The fixed filter sizes used in CNN training, along with challenges such as object rotation, deformation, and pose variation, were addressed by Ouyang et al. using deformation-constrained pooling layers. Their approach used guided deformable filters to adaptively adjust shape and size, predicting offset values for local object alignment while applying geometric penalties to promote meaningful deformations. This method, integrated into the DeepID-Net, demonstrated improved accuracy on the ISVRC 2014 dataset (Ouyang et al., 2015).

The limitations of anchor-based bounding boxes, which affect small object detection and computational efficiency, were mitigated by the DeepBox anchor-free design proposed by Zhang et al. This method detects objects without predefined anchors, facilitating better localization of small objects with flexible bounding box shapes and orientations, although it remains sensitive to hyperparameter tuning. Additionally, Pinheiro et al. (2016) introduced SharpMask for refining critical regions, providing superior performance in managing overlapping objects and complex scenes, albeit at the expense of increased computational requirements due to the attention mechanism. Understanding these advancements and their trade-offs provides valuable insights into the suitability of various RCNN-based models for specific tasks. Models such as SPPNet (He et al., 2015a) and Fast RCNN (Girshick, 2015) build upon the foundation of RCNN, delivering significant improvements in efficiency and performance, which will be explored in subsequent sections.

5.6.2 Spatial Pyramid Pooling Network (SPPNet)
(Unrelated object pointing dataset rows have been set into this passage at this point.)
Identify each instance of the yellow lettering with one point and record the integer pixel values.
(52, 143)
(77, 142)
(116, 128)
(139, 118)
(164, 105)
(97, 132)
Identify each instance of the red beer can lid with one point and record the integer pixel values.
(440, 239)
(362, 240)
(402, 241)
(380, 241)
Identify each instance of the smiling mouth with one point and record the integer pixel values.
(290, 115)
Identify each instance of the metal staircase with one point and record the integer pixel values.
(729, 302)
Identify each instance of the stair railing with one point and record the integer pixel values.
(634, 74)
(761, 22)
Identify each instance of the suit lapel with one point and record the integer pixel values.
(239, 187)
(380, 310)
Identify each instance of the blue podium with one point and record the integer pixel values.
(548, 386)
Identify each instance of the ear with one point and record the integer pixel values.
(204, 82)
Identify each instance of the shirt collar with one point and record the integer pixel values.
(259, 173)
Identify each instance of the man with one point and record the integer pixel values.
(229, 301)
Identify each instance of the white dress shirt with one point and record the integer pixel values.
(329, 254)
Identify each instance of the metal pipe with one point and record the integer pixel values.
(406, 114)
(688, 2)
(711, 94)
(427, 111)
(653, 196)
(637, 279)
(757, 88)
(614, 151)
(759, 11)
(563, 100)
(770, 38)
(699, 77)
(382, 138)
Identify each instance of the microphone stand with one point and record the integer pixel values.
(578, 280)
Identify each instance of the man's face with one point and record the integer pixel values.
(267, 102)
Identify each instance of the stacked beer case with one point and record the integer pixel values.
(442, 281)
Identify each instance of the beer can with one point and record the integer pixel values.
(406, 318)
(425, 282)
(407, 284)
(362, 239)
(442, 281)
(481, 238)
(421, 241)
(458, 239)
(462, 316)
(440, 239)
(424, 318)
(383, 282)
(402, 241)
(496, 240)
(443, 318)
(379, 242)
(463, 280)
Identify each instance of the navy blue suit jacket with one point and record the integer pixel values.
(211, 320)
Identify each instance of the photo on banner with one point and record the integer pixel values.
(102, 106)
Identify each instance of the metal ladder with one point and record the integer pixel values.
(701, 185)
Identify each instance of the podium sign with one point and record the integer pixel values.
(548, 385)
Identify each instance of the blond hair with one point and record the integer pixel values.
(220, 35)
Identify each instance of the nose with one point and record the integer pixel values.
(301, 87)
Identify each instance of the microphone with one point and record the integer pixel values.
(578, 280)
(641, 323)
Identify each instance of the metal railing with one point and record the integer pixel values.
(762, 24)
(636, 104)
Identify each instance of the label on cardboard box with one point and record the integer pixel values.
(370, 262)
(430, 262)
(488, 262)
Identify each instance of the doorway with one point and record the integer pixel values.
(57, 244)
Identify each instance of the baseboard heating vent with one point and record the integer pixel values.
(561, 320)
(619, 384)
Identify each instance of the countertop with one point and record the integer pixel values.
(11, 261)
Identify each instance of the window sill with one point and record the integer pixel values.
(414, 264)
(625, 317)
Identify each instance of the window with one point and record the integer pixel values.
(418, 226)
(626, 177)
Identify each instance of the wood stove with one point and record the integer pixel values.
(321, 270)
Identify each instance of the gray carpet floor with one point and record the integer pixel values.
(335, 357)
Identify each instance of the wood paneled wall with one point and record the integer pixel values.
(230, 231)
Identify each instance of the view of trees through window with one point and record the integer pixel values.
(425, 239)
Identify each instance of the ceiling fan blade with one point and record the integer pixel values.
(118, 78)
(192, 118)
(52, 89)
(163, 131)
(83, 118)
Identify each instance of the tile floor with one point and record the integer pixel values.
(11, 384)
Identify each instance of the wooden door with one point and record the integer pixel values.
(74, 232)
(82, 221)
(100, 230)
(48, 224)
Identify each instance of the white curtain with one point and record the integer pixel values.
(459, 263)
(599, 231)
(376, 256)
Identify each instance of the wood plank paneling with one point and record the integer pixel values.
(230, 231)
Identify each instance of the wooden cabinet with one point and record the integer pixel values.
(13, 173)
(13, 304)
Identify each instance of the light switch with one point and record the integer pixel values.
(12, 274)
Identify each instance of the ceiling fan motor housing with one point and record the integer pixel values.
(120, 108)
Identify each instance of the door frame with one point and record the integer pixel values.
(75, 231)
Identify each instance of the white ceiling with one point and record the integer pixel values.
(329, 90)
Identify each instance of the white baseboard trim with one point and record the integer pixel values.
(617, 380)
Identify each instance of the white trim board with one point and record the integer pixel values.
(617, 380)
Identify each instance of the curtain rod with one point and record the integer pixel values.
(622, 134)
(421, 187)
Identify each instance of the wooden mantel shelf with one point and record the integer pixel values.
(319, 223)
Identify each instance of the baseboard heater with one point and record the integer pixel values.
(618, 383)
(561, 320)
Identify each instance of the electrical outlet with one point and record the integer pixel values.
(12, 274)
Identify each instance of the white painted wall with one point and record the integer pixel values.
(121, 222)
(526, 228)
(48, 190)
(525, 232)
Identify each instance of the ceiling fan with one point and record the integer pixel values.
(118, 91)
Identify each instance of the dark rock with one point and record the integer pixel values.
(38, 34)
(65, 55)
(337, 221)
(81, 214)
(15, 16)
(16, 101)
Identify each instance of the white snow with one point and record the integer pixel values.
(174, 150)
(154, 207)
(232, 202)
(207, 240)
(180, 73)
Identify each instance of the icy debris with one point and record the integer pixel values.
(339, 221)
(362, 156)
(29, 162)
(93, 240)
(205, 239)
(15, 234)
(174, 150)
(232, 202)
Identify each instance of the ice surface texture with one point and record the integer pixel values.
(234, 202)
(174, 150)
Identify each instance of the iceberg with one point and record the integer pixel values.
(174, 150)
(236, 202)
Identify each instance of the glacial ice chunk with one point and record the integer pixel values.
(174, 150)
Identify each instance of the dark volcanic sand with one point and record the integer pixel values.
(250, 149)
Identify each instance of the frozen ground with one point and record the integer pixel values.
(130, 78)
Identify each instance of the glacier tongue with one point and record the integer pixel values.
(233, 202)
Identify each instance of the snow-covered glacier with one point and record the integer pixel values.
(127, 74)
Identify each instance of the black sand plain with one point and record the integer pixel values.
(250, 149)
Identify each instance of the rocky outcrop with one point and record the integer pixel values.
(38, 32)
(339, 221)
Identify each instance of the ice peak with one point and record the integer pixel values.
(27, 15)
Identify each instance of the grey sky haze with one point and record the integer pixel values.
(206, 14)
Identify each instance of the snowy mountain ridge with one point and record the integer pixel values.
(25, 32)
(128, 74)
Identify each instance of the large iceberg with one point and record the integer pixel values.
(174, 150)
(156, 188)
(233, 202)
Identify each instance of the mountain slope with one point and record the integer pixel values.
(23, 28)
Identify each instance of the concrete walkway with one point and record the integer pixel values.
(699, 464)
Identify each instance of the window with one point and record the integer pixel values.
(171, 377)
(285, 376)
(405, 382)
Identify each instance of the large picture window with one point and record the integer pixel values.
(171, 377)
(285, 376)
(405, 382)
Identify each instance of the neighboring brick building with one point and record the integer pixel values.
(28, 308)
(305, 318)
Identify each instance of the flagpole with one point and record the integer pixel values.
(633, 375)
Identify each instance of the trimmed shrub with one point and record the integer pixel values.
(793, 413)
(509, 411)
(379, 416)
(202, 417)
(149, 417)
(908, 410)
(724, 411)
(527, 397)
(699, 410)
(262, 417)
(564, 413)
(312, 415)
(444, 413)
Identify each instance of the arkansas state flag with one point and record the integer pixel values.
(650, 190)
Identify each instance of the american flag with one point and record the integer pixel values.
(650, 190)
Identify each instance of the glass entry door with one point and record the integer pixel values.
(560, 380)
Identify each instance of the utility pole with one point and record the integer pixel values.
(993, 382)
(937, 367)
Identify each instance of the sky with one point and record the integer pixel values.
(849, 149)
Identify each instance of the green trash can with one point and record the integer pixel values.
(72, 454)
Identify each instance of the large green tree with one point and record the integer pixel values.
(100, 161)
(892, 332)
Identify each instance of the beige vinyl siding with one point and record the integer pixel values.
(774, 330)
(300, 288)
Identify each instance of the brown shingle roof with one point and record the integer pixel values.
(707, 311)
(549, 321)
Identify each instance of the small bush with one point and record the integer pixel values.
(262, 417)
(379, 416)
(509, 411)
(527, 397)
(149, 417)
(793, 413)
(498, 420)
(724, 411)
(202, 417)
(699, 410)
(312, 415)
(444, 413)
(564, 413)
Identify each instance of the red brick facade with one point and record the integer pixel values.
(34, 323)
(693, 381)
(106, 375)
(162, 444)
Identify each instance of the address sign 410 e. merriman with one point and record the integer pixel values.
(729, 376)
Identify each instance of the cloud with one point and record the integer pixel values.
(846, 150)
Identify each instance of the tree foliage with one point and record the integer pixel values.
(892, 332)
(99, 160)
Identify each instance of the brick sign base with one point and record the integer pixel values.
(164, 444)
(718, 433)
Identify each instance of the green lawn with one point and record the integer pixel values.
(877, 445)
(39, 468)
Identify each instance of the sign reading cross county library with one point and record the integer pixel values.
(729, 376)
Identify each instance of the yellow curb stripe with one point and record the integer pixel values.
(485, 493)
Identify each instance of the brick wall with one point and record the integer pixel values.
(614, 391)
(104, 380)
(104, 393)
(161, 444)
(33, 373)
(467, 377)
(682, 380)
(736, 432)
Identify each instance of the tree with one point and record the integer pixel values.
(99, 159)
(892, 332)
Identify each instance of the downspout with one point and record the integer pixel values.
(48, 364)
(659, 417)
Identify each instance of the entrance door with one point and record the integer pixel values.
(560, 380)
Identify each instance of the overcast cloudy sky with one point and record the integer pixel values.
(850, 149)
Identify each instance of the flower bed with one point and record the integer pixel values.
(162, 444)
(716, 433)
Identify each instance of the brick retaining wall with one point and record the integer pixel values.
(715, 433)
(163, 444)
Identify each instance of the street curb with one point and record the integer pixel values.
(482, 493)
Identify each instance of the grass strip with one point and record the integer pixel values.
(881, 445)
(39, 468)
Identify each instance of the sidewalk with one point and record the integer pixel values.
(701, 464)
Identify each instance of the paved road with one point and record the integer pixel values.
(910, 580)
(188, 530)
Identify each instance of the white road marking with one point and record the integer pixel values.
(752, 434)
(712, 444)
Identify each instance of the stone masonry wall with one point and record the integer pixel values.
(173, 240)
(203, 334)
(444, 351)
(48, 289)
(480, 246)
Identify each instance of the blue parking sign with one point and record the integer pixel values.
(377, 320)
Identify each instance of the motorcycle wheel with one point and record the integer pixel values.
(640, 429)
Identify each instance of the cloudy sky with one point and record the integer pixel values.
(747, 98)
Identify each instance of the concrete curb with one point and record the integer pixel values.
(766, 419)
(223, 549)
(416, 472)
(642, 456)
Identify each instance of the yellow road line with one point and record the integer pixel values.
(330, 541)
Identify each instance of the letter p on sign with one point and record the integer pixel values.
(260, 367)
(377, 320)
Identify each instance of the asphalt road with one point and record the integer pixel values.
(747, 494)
In the context of RCNN, the CNN model requires input images to be of a fixed size, creating challenges when handling images of varying dimensions. This necessitates resizing, which can lead to information loss, reduced accuracy, and increased computational overhead during the scaling process. The Spatial Pyramid Pooling Network (SPPNet) was introduced to address this limitation, enabling the processing of variable-sized input images. SPPNet employs a spatial pyramid pooling mechanism that divides the input image into pyramids of subregions, extracts features from each subregion, and pools them into a fixed-size representation that is independent of the original image dimensions. This approach enhances the model's flexibility and scale invariance. Furthermore, SPPNet allows feature extraction from multiple convolutional layers at different resolutions, facilitating improved object localization and mitigating the resolution reduction issue inherent in RCNN. By integrating multi-scale feature extraction and enabling efficient handling of variable image sizes, SPPNet significantly improves object detection models' flexibility, scalability, and robustness. It is particularly effective in managing diverse image sizes and complex backgrounds, making it a valuable advancement over traditional RCNN methods. Figure 11 illustrates pivotal architectures in object detection. Fast R-CNN enhances region-based convolutional networks by integrating RoI pooling and shared convolutional features, while SPPNet introduces spatial pyramid pooling to efficiently handle input images of varying sizes (Kaur and Singh, 2023).

Figure 11
www.frontiersin.org

Figure 11. (a) Fast R-CNN architecture (Girshick, 2015) with RoI pooling for object detection. (b) Spatial Pyramid Pooling Network (SPPNet)(He et al., 2015a) for fixed-length feature representation, enabling multi-scale feature extraction.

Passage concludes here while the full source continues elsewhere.